Cold War Lessons From Greenland’s Ice

Image: Peter Prokosch/ GRID-Arendal

by Ashira Morris, ODP Staff Writer

During the Cold War, the U.S. had grand plans to hide nuclear missiles beneath Greenland’s ice. While that project didn’t pan out, as part of the work, researchers extracted a massive mile-long ice core and 12 feet of frozen soil. That soil was analyzed decades later, and the leaves, twigs, and mosses found in the sample reveal that Greenland was ice-free less than a million years ago (a relative blip in geological time). This means that, as the Washington Post reported, that the biggest reservoir of ice in the Northern Hemisphere can collapse due to relatively small increases in temperature over a long period of time. 
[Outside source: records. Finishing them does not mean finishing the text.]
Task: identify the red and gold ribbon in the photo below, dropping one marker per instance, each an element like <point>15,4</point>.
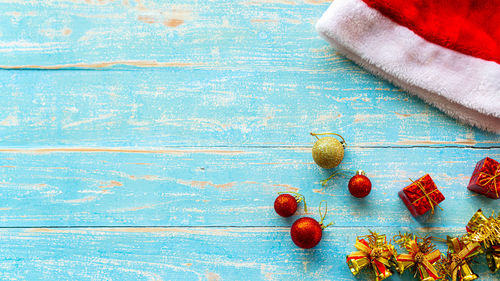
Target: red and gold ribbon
<point>486,231</point>
<point>490,181</point>
<point>376,252</point>
<point>422,261</point>
<point>426,195</point>
<point>459,254</point>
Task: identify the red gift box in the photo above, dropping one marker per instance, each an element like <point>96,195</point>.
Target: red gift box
<point>486,178</point>
<point>421,196</point>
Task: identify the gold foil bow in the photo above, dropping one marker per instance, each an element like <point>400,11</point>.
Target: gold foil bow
<point>459,254</point>
<point>375,252</point>
<point>486,231</point>
<point>420,257</point>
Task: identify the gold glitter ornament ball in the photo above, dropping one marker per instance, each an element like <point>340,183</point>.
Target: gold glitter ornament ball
<point>328,152</point>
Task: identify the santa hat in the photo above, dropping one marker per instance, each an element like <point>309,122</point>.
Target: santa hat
<point>446,52</point>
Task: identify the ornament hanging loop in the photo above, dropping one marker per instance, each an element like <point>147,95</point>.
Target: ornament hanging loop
<point>343,142</point>
<point>299,197</point>
<point>323,216</point>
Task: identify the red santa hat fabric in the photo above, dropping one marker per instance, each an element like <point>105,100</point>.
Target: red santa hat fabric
<point>446,52</point>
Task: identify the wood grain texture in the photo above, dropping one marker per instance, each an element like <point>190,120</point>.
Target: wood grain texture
<point>225,187</point>
<point>207,254</point>
<point>179,107</point>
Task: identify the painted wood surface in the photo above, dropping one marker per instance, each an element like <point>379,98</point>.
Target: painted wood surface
<point>248,253</point>
<point>225,187</point>
<point>146,140</point>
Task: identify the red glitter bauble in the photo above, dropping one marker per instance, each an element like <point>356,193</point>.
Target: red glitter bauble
<point>306,232</point>
<point>285,205</point>
<point>360,185</point>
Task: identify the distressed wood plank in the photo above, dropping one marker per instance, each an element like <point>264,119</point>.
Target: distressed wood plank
<point>180,107</point>
<point>224,187</point>
<point>186,254</point>
<point>261,75</point>
<point>214,34</point>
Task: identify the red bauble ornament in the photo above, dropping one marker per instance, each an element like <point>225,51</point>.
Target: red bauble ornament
<point>360,185</point>
<point>285,204</point>
<point>306,232</point>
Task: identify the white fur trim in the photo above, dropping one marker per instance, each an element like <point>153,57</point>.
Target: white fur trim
<point>465,87</point>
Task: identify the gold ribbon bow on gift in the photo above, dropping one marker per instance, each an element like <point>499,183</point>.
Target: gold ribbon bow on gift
<point>420,256</point>
<point>487,232</point>
<point>426,195</point>
<point>491,178</point>
<point>376,252</point>
<point>458,255</point>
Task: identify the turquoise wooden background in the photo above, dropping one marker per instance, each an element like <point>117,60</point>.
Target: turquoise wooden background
<point>146,140</point>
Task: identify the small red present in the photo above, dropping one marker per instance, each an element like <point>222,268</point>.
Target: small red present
<point>421,196</point>
<point>486,178</point>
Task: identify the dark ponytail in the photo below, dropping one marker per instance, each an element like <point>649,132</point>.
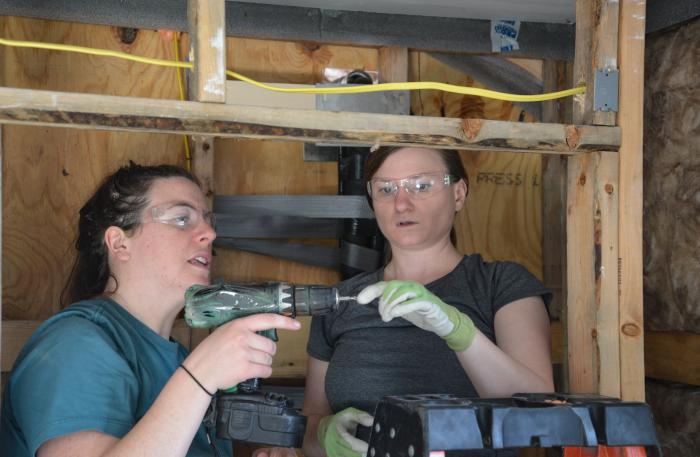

Why this Matters: Greenland is losing its ice at record rates, leading to about 14 mm of sea level rise over the past 50 years. Without changes to current global emissions, the ice sheet could hit a tipping point where there’s more melt than accumulation before 2050. It could lose as much as 35,900 billion tons of ice by 2100, causing three feet of sea level rise. A totally melted ice sheet would raise sea levels by 20 feet

We don’t want to see what that looks like,” Andrew Christ, one of the lead researchers told the Washington Post. “It underscores the urgency of needing to change the way things are going right now.”

Full Circle Study: The soil sample from the U.S. military’s top-secret “Project Iceworm” came from the military trying to disguise the true nature of their missile-burying operation. That project didn’t come to fruition, but the research carried out to protect it turns out to be much more valuable. 

As Christ and his advisor and co-author Paul Bierman wrote in The Conversation, “An Arctic military base built in response to the existential threat of nuclear war inadvertently led us to discover another threat from ice cores – the threat of sea level rise from human-caused climate change. Now, its legacy is helping scientists understand how the Earth responds to a changing climate.”

Melting Will Redraw Coastlines: About 40% of people on earth live on or near the coast, and climate displacement is already happening from the sea level rise and more intense storms we’re experiencing today. Scientists say that every centimeter in global sea level rise exposes another 6 million people to coastal flooding. Looking at the Greenland ice sheet alone — the only permanent ice sheet outside of Antarctica — if current emissions continue, 100 million people will experience flooding every year by the end of the century.